Conclusion: Run more, not less.
Tuesday, August 22
To Make the Next Michael Jordan, Scientists Might Use His Microbes
Jonathan Scheiman of Harvard’s Wyss Institute: “Could we extract Michael Jordan’s biology to give to other people, to help make the next Michael Jordan, or just improve health?”
- Scheiman and others studied bacteria from the digestive tracts of elite athletes.
- They looked at fecal matter from marathoners before and after a race, and were able to isolate a bacteria that breaks down lactic acid, which is produced during exercise and causes fatigue and muscle soreness.
- A probiotic could potentially be developed to increase our ability to break down lactic acid.
- This would build endurance and allow us to be better athletes.
Wednesday, August 23
How wearable tech is giving people a sixth sense
- Data from our wearable devices becomes a “prosthetic of feeling,” helping us better understand our bodies.
- After using one for a while, is it possible to feel and understand these things on our own and ditch the wearable?
- Women have reported knowing when they are ovulating after having tracking their cycles for some time.
- 2009 research indicated that people who monitored their heart rates could eventually learn to lower them intentionally.
- The author tried the same technique but was unsuccessful.
Thursday, August 24
Building a Better Sports Drink
- A Yale professor was looking to find a way to better rehydrate patients with cholera.

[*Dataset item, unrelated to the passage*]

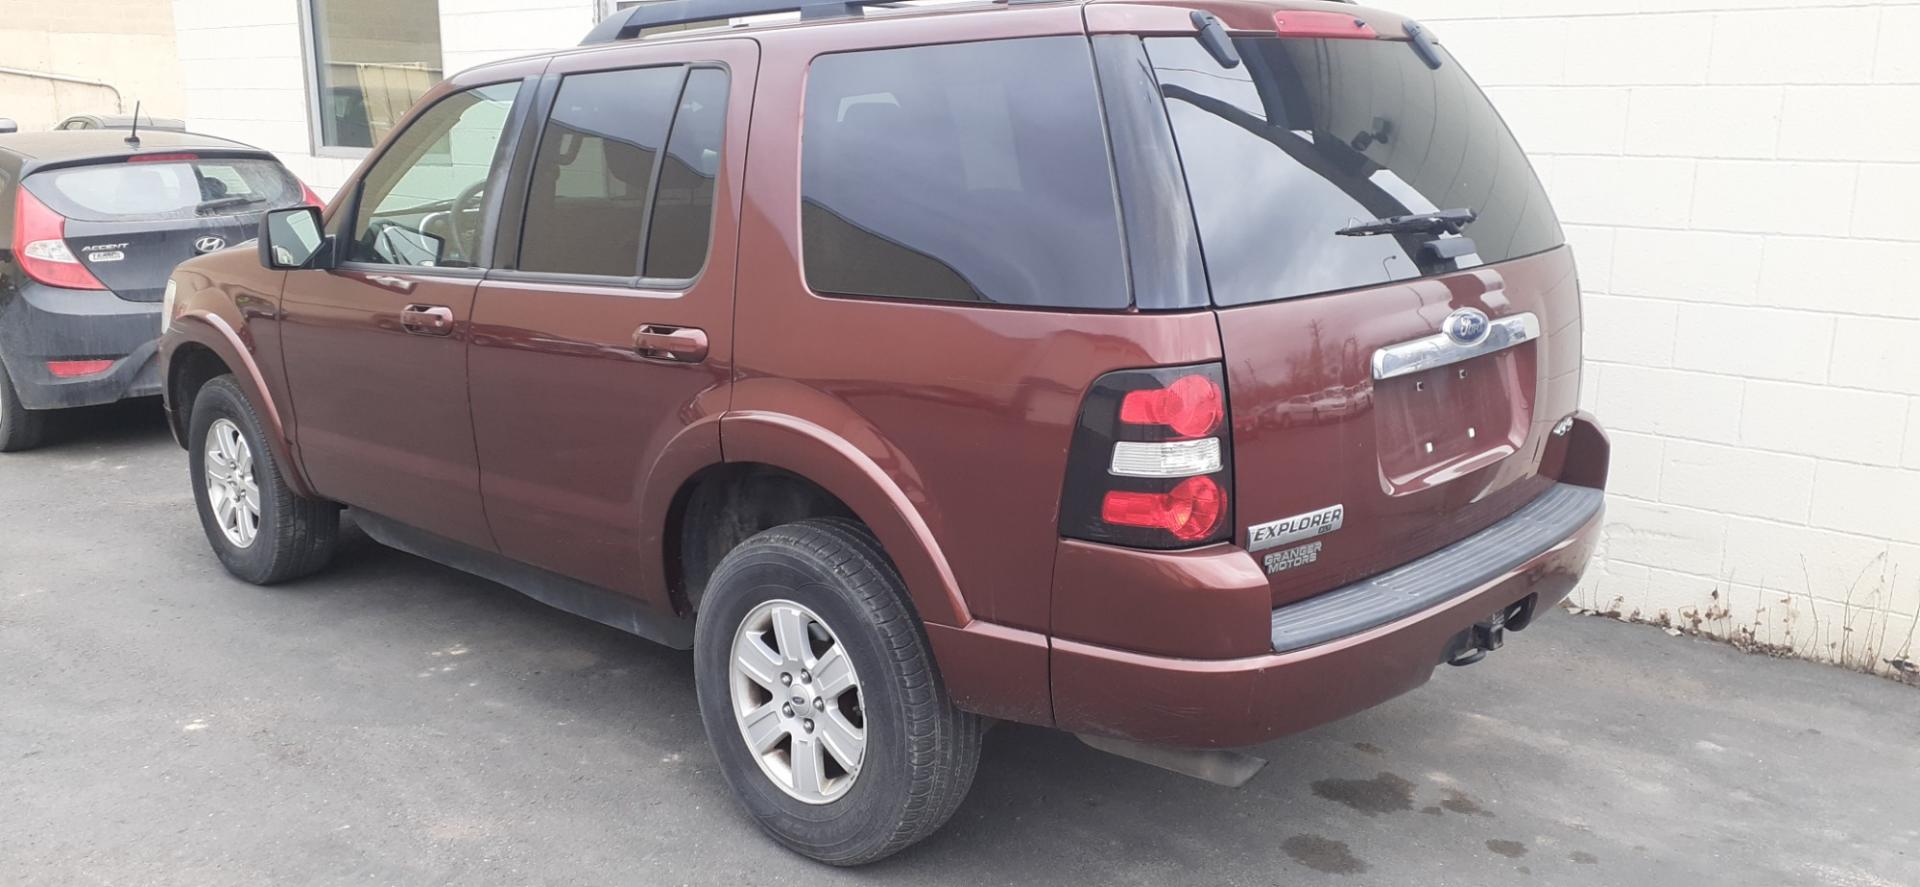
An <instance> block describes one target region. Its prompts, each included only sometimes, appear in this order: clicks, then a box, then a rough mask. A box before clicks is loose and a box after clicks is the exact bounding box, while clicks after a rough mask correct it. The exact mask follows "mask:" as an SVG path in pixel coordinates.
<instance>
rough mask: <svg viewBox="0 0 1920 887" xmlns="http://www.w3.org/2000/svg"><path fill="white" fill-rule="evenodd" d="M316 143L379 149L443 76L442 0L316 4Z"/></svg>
mask: <svg viewBox="0 0 1920 887" xmlns="http://www.w3.org/2000/svg"><path fill="white" fill-rule="evenodd" d="M307 21H309V25H311V29H313V84H315V90H317V96H315V111H317V113H315V117H317V121H315V129H317V132H315V134H317V140H315V142H317V146H321V148H372V146H374V144H378V142H380V140H382V138H386V134H388V132H392V131H394V125H396V123H397V121H399V119H401V117H403V115H405V113H407V109H409V108H413V104H415V102H419V100H420V96H424V94H426V90H428V88H432V86H434V84H436V83H440V79H442V73H444V71H442V63H440V2H438V0H311V6H309V10H307Z"/></svg>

- He and other researchers found that short chain fatty acids increase the absorption of water and sodium in the large intestine.
- They discovered that resistant starch passes through the small intestine when digested and aids the production of short chain fatty acids in the large intestine.
- Cholera patients showed improved hydration when ingesting resistant starch.
- An Australian rules football team also showed improved hydration when drinking resistant starch based fluids before and during training.
- A sports drink containing resistant starch is scheduled to hit the market in early 2018.
Friday, August 25
Baseball Is Finally Realizing That The Save Is Dumb
- FiveThirtyEight’s Nate Silver has been tracking a stat this season called the “goose egg,” which applies to any scoreless inning a reliever pitches late in a close game, not just the traditional 9th-inning save.
- Tracking “goose eggs” as opposed to saves is likely a more accurate way to determine a relief pitcher’s overall level of effectiveness.
- Moves made at this year’s trade deadline suggest teams across MLB have figured out that save numbers aren’t the best measure of how good a relief pitcher is.
- Several pitchers with high save totals were dealt for relatively small returns, and many of them are not be used in save situations with their new teams.